Implement batch prediction - Platform For AI - Alibaba Cloud Documentation Center

Machine Learning Designer supports batch prediction. You can use models to implement periodic batch prediction on datasets in business scenarios that do not require real-time results. This topic describes how to implement batch prediction on Machine Learning Designer.

Implement batch prediction in the development environment

Designer provides a variety of prediction components to support different algorithms and scenarios.
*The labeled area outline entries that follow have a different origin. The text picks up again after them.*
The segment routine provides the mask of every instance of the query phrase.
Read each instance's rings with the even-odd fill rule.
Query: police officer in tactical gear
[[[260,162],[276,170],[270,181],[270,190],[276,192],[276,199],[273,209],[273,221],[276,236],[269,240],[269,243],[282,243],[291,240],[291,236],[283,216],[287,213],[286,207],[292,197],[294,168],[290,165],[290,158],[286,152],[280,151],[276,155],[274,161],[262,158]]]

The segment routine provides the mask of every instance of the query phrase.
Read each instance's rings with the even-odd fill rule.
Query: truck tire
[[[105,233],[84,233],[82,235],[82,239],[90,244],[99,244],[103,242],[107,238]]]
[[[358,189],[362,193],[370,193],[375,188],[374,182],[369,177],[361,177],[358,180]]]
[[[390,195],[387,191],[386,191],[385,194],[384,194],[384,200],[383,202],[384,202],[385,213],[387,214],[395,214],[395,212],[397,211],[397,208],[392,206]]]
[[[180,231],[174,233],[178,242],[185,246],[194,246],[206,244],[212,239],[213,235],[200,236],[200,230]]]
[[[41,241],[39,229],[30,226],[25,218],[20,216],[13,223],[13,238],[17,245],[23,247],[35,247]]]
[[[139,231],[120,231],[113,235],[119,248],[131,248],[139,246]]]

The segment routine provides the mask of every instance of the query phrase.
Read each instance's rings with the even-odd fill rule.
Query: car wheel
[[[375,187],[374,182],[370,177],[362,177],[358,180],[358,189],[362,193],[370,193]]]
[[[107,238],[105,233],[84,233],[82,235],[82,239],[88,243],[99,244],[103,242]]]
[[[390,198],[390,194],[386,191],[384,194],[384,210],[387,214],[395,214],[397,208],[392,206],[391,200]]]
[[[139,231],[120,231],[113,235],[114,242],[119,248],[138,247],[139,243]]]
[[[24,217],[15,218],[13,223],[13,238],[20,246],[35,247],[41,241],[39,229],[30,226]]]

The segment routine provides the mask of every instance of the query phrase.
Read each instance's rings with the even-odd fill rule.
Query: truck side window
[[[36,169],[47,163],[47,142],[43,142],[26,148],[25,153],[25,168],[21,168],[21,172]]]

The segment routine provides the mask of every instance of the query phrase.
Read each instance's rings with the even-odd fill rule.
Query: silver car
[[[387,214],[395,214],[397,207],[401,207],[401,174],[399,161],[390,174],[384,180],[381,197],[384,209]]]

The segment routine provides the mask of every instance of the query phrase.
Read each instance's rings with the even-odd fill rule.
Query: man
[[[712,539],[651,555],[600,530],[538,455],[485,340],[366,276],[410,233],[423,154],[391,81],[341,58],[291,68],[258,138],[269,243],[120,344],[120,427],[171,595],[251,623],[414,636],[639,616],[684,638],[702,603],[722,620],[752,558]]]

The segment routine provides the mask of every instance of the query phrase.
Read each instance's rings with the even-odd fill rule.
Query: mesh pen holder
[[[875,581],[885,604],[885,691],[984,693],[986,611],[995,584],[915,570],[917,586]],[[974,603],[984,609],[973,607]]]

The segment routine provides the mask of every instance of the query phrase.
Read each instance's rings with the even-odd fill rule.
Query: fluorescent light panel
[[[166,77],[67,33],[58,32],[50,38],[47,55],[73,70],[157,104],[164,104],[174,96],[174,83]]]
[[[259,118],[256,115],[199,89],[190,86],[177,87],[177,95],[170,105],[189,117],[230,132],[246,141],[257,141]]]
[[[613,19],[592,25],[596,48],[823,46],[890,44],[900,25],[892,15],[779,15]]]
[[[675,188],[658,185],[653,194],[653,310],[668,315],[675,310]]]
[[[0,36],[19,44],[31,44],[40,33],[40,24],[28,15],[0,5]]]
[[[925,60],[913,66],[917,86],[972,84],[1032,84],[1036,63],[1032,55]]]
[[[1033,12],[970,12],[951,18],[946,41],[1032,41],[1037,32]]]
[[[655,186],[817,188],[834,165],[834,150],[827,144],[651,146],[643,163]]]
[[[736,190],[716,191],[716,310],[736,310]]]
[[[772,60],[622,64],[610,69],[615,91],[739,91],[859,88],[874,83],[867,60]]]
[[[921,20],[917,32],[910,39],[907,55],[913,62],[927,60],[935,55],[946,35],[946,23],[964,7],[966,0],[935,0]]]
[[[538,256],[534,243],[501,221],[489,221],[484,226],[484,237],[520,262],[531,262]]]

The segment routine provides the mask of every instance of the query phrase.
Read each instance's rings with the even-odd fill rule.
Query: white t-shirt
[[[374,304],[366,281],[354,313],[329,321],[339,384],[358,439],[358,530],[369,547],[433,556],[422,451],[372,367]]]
You can directly drag and drop these components on the canvas.

You can directly use the paired model training and prediction components (such as FM algorithm) displayed in the left-side component pane to train a model and then use the model to implement batch prediction.
If no prediction component is available for the algorithm that you want to use, you can use the general-purpose prediction component to implement batch prediction after you train the model.
Important
The general-purpose prediction component supports only OfflineModel models. It does not support Predictive Model Markup Language (PMML) models.
If an existing model is available, you can also use a component to import the model and prediction data. Then, connect a prediction component as the downstream node of the component to implement prediction and deployment.
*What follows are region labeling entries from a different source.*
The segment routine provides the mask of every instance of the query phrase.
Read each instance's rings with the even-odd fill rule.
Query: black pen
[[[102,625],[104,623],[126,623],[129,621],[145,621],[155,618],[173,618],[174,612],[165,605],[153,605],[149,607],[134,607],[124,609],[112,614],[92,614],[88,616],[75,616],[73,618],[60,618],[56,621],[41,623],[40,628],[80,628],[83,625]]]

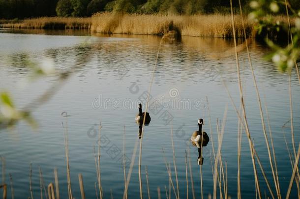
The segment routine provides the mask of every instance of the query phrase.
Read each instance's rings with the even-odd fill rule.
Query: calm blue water
[[[57,76],[30,79],[30,64],[50,64],[58,72],[73,69],[72,75],[47,102],[33,110],[39,128],[33,129],[24,122],[12,129],[0,130],[0,155],[6,159],[5,181],[11,174],[16,198],[27,198],[29,190],[30,164],[32,164],[34,198],[40,197],[39,167],[45,184],[54,181],[53,169],[59,171],[61,198],[67,197],[66,161],[63,128],[67,119],[70,166],[73,195],[80,198],[78,174],[83,174],[87,198],[95,198],[97,181],[93,146],[96,144],[97,125],[102,125],[101,180],[104,198],[120,198],[124,189],[122,165],[123,126],[126,130],[126,157],[131,159],[138,138],[138,126],[134,117],[138,99],[145,99],[148,89],[160,38],[149,36],[89,35],[89,33],[65,32],[0,33],[0,89],[9,91],[18,107],[24,107],[47,89],[58,84]],[[79,36],[81,35],[81,36]],[[77,35],[74,36],[74,35]],[[190,161],[196,198],[201,198],[200,167],[197,148],[187,142],[198,130],[197,120],[203,118],[204,130],[210,133],[208,110],[211,111],[213,140],[217,150],[216,121],[222,122],[224,110],[228,112],[222,145],[222,160],[227,165],[228,195],[237,197],[238,121],[222,82],[223,79],[239,108],[235,59],[224,52],[233,47],[231,40],[219,38],[183,37],[176,44],[163,43],[154,73],[151,100],[159,100],[156,109],[150,111],[150,124],[145,127],[142,159],[144,197],[147,197],[145,167],[149,174],[150,194],[157,197],[157,187],[165,198],[165,185],[169,190],[169,177],[162,147],[172,165],[175,183],[171,142],[174,143],[180,197],[186,197],[185,150],[190,149]],[[289,75],[278,72],[264,61],[269,50],[252,43],[250,51],[263,104],[266,102],[276,154],[280,188],[283,197],[291,178],[292,169],[284,136],[292,151],[289,98]],[[245,51],[239,54],[241,75],[250,133],[256,149],[275,194],[263,136],[258,105]],[[45,61],[46,60],[46,61]],[[46,62],[46,63],[45,63]],[[221,74],[221,76],[220,75]],[[292,72],[294,125],[296,148],[300,141],[300,85],[295,71]],[[147,94],[147,93],[146,93]],[[264,97],[265,96],[265,98]],[[145,103],[144,108],[145,107]],[[264,108],[264,111],[265,109]],[[62,112],[70,116],[63,117]],[[266,114],[266,112],[265,112]],[[266,121],[267,122],[267,121]],[[287,127],[282,125],[287,122]],[[96,126],[95,125],[96,124]],[[95,131],[94,131],[95,129]],[[211,138],[203,149],[203,195],[212,194],[211,158]],[[248,141],[242,134],[241,159],[242,197],[253,198],[255,187]],[[138,149],[128,187],[129,198],[139,197],[137,163]],[[259,167],[257,166],[258,169]],[[129,167],[126,168],[128,173]],[[189,170],[189,197],[192,197]],[[262,193],[270,197],[261,172],[258,172]],[[1,173],[1,176],[3,174]],[[172,191],[172,189],[171,189]],[[9,186],[8,198],[10,197]],[[172,191],[172,197],[175,196]],[[217,195],[219,197],[219,195]],[[291,196],[297,196],[294,184]]]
Periodically schedule a batch prediction pipeline

After the batch prediction pipeline pass the test, you can submit the pipeline to DataWorks and schedule it periodically.

synchronize the model that is trained offline to the production environment.
If your workspace is in DataWorks standard mode, the development environment and production environment maintain MaxCompute data separately. Therefore, before you periodically schedule an offline prediction workflow, you need to synchronize the model that is trained offline to the production environment.
- Use the Model Export and Import MaxCompute Offline Model components (recommended)
  Use the Model Export component to export the trained OfflineModel model to Object Storage Service (OSS), and then use the Import MaxCompute Offline Model component in the periodically scheduled pipeline to import the model from OSS.
- Use the Copy MaxCompute Offline Model and Read MaxCompute Offline Model components
  Note
  You need to use the workspace administrator account or production account to perform the replicate operation. For more information, see Permissions.
  Use the Copy MaxCompute Offline Model component to replicate the trained OfflineModel model to the production environment, and then use the Read MaxCompute Offline Model component in the periodically scheduled pipeline to read the model in the production environment.
Use DataWorks tasks to schedule pipelines in Machine Learning Designer.

References

If the offline prediction results meet your expectations, you can deploy the model as an EAS online service or package the offline data processing pipeline and deploy the pipeline as an EAS online service.